The findings have state officials looking for new and creative means of reinforcing the ban, but advocates say they're at a loss for ideas in light of recently passed state laws that limit the scope of potential rules.

According to state scientists, wood smoke accounts for more than 16 percent of the particulate matter in Utah's air on the average winter day.

The percentage of particulate matter coming from wood during inversions, when pollutants are prone to accumulate beneath the Wasatch Front's temperature layers, can drop to as little as 6 percent because of the increased amounts of secondary PM2.5 — small particulates that form when other chemicals interact, as opposed to particulate released directly into the air.

But scientists found that the total amount of wood smoke in the air remains about the same.

"We know some people may not be complying with the ban," said Nancy Daher, an environmental scientist with the Division of Air Quality (DAQ). But it's unclear just how widespread the problem is.

DAQ Director Bryce Bird said that when state officials launched episodic wood-burning bans, they did so assuming that 70 percent to 80 percent of Utahns would comply.

But the fact that the amount of wood smoke in the air remains unchanged when the ban is in place does not necessarily imply everyone is breaking the rules, Bird said.

For example, he said, most Utahns may be complying, but current exemptions to the rule could be producing more pollution than previously thought. So perhaps cooking with solid fuels — which is currently allowed even when a prohibition is in place — emits more pollutants than previously thought, said Bird.

Or, he conceded, it could be a compliance problem.

Regardless of the cause, Bird said, the state agency "hasn't come up with a solution yet."

Air quality advocates have long argued the DAQ needs more staff and money to enforce the ban. But that's not the issue, Bird said.

DAQ has compliance officers able to patrol for illicit wood burning, but Bird said for all the time they spent patrolling, they caught few offenders. The division now relies primarily on community complaints and health departments to catch violators, but still issues few citations.

This past winter, 12 residents were cited for violating a mandatory burn ban — one in Salt Lake County, two in Davis County, three in Cache County, and six in Utah County.

Daher noted that wood smoke data from monitoring in north Provo suggested that area has the lowest compliance rate of all the counties to which the ban applies — counties declared to be nonattainment areas that violate the U.S. Environmental Protection Agency's standards for PM2.5.

Bird said the DAQ has focused on education in hopes of boosting compliance. Few people, he said, repeat the offense once they're caught and informed of the ban.

If the state wanted to go further, Bird said, it might consider raising the penalties associated with violations, which start at $25. But outside of new enforcement steps on the current ban, state regulators have few options for curbing wood smoke.

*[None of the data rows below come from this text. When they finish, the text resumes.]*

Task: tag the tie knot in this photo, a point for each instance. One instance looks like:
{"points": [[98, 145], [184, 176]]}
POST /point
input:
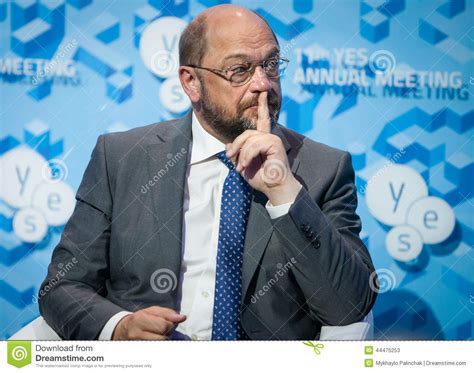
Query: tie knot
{"points": [[221, 155]]}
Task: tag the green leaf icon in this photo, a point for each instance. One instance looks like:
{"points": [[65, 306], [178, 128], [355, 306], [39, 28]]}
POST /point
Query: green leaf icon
{"points": [[19, 353], [316, 347]]}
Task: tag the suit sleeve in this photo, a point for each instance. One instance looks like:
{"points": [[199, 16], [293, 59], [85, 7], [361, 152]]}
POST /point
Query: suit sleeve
{"points": [[72, 297], [333, 267]]}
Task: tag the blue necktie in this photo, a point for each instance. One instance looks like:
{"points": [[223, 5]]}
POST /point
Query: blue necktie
{"points": [[235, 207]]}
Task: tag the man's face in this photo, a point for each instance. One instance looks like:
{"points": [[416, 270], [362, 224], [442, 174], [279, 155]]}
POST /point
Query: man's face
{"points": [[230, 110]]}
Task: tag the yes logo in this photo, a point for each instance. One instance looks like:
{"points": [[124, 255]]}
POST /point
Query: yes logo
{"points": [[397, 196], [19, 353]]}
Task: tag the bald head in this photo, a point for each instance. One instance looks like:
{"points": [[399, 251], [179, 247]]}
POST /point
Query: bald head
{"points": [[216, 26]]}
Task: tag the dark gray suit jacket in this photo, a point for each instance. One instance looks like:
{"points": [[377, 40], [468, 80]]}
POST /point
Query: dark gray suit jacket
{"points": [[303, 270]]}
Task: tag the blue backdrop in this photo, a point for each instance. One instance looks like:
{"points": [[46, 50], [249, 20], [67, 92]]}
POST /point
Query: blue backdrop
{"points": [[390, 81]]}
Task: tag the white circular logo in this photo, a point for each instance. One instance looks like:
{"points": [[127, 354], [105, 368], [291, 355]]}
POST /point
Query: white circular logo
{"points": [[159, 46], [23, 168], [391, 190], [55, 201], [404, 243], [173, 97], [30, 225], [433, 218]]}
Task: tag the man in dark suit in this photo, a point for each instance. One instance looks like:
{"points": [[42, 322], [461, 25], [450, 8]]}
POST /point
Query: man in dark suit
{"points": [[221, 225]]}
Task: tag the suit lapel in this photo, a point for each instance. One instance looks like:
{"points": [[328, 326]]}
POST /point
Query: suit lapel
{"points": [[167, 162], [259, 226], [168, 159]]}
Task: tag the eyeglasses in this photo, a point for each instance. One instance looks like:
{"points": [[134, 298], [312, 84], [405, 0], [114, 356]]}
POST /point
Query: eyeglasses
{"points": [[240, 74]]}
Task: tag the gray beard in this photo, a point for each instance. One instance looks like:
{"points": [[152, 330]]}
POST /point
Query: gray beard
{"points": [[226, 126]]}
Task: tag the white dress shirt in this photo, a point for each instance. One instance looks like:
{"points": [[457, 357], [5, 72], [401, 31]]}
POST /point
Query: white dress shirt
{"points": [[205, 176]]}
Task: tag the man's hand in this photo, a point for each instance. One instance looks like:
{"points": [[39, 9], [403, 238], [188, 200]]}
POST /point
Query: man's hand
{"points": [[261, 159], [152, 323]]}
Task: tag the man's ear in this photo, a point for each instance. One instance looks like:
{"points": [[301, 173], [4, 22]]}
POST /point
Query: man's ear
{"points": [[190, 83]]}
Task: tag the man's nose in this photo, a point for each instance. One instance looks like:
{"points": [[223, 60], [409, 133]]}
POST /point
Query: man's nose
{"points": [[260, 81]]}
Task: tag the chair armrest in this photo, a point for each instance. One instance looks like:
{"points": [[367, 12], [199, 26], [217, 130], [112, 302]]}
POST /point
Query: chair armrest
{"points": [[359, 331]]}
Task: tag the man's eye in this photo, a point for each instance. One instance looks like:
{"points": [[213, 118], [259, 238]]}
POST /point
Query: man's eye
{"points": [[240, 69]]}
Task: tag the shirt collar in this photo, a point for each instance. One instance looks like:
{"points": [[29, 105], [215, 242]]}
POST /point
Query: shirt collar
{"points": [[204, 144]]}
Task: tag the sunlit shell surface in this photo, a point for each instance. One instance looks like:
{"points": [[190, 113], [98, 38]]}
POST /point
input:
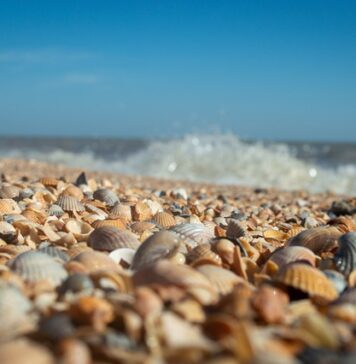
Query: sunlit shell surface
{"points": [[193, 234], [163, 244], [108, 238], [345, 257], [34, 266], [319, 239], [307, 279]]}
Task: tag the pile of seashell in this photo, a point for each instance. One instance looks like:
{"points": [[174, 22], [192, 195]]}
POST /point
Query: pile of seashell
{"points": [[97, 271]]}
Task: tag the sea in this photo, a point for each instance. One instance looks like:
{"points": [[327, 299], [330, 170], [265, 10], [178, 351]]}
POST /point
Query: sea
{"points": [[215, 158]]}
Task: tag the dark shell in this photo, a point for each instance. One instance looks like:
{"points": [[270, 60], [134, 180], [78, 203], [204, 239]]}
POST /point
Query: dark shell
{"points": [[345, 257], [108, 238]]}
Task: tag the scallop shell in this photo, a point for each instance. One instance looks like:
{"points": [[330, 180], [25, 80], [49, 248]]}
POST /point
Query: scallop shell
{"points": [[34, 266], [319, 239], [193, 234], [164, 219], [345, 257], [307, 279], [105, 195], [69, 203], [110, 238], [163, 244]]}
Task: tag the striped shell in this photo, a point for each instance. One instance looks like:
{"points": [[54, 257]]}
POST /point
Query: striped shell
{"points": [[307, 279], [164, 219], [193, 234], [105, 195], [319, 239], [164, 244], [69, 203], [109, 238], [345, 257], [34, 266]]}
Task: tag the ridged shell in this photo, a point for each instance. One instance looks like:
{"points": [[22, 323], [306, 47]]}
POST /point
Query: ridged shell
{"points": [[69, 203], [163, 244], [345, 257], [109, 238], [34, 266], [164, 219], [307, 279], [8, 206], [320, 239], [105, 195], [222, 279], [193, 234]]}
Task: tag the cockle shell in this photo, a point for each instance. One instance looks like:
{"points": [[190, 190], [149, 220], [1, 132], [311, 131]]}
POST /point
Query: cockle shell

A state law passed in 2015 prohibits regulators from enacting a broader seasonal bans on wood burning. That law was proposed after Gov. Gary Herbert suggested Utah legislators ban wood burning in seven counties during the winter. And a statute from this year's legislative session bars regulators from adopting rules related to solid fuels burned to cook food.

With those options off the table, air quality activists say they're at a loss about what to do.

"I don't really know where we can go from here," said Ashley Miller, program director for Breathe Utah. "I think they really need to look at it again ... but I know it would be kind of hopeless to try to bring another bill next session to try to undo what has already been done."

The state Air Quality Board, which had asked Herbert to veto the more recent cooking bill, hopes the governor and the bill's sponsors will keep a promise to rework the law in light of unintended consequences.

"If we have data that shows significant contributions, we have the opportunity to go back in," said Stephen Sands, the Air Quality Board's chairman.

Before he signed the bill, Herbert said that there would "be some additional work with the sponsor and others involved, the private sector as well as the Air Quality Board, to get to the right place and make sure our air quality needs are being accommodated."

A Herbert spokesman said there has been no additional discussion since the bill was signed, but that talks are expected to take place over the summer.

Traeger Grills, a Salt Lake City manufacturer of wood-fired grills that lobbied heavily for the measure during the 2017 Utah Legislature, said it has so far not been involved in any attempts to amend the law.

"We support the direction determined by the governor and the bill's sponsor," Jeremy Andrus, CEO of Traeger Grills, said in a statement. "We also support the position that every Utahn should have the decision regarding how and when they feed their families."

Meanwhile, Bird said the DAQ is working with Idaho officials to create a wood stove exchange in the Cache Valley. Residents could receive a cleaner natural gas stove if they surrendered a wood-burning appliance. Residents who don't have access to natural gas might receive a propane appliance or a new, cleaner-burning wood stove.

"Even an EPA-certified stove is still much more polluting," Bird said, "so the focus has been on the fuel change."

If the Cache Valley exchange is successful, Bird said he might seek funding to create a statewide program.